Although FT/V has failed to show that it is comparable to TEE for cardiac monitoring during surgical repair of PE, this tool can be helpful for intraoperative management. The use of this minimally invasive system can allow even less experienced personnel to monitor cardiac changes during PE surgical correction. It was also shown that hemodynamic measures vary significantly and almost instantaneously following surgical decompression, and the FT/V system has the advantage to allow continuous monitoring of these parameters. During PE surgery, major complications can occur. They include bleeding due to possible perforation of the heart and large vessels, bleeding of the chest wall, right ventricular compression, hypotension, and arrhythmias, which can be promptly identified and treated thanks to the aid of continuous hemodynamic monitoring [32].
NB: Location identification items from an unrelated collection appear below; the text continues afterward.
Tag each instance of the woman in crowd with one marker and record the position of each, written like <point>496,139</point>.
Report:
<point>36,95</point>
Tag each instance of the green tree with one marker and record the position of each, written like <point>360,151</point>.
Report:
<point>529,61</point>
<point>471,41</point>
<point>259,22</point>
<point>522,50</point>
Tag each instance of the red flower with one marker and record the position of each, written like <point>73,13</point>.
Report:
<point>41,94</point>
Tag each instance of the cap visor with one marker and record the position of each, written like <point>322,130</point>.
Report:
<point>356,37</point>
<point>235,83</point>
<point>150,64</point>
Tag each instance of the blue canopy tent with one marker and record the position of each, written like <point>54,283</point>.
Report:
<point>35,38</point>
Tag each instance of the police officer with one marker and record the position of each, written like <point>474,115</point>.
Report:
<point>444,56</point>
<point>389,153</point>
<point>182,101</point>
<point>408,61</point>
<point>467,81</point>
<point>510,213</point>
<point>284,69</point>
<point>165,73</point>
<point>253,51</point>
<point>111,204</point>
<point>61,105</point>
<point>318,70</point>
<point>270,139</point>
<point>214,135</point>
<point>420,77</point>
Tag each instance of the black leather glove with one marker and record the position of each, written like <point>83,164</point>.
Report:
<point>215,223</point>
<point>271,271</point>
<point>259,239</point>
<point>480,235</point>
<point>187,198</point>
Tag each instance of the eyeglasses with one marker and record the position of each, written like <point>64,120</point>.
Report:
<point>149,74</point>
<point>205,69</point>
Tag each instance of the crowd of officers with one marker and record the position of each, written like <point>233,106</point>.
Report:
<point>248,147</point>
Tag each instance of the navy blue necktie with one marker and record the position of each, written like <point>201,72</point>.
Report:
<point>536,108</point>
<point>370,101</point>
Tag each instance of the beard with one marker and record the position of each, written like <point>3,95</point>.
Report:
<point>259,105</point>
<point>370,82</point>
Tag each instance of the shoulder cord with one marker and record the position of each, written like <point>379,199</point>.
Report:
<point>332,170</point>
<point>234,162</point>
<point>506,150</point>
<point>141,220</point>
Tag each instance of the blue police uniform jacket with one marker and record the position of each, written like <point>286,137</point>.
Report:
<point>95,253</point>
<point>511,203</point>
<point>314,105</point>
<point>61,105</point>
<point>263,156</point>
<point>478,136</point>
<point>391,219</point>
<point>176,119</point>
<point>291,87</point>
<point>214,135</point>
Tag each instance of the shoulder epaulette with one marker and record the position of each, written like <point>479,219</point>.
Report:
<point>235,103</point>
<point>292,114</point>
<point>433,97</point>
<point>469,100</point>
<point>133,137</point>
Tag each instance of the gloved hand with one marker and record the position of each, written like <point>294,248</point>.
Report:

This study has some limitations. Although thermodilution was not used as a gold standard reference because it would require a PAC, which would represent an additional unjustifiable risk in these patients, CO measured by TEE was previously reported as clinically acceptable and is a well-validated tool in reporting hemodynamic changes in PE repair surgery [33]. In addition, COTEE takes some minutes to calculate CO. As a result, CO measurements by FT/V and TEE were not exactly reported at the same timepoint. Another limit is that TEE is an operator-dependent technique. However, when a good determination of the aortic valve area and proper alignment of the ultrasound beam and the LVOT are obtained, there is an agreement between TEE and PAC [33]. An additional possible limitation of the study is that the results could have been conditioned by outlier data because we investigated CO estimations obtained by only 19 patients. Finally, the limit of the retrospective nature of this study could be overcome with future prospective trials.

In conclusion, the FT/V system compared to TEE in hemodynamic monitoring during PE surgery was not clinically acceptable due to a high percentage error. Nevertheless, FT/V was able to monitor and detect an intraoperative increase of hemodynamic parameters after correction.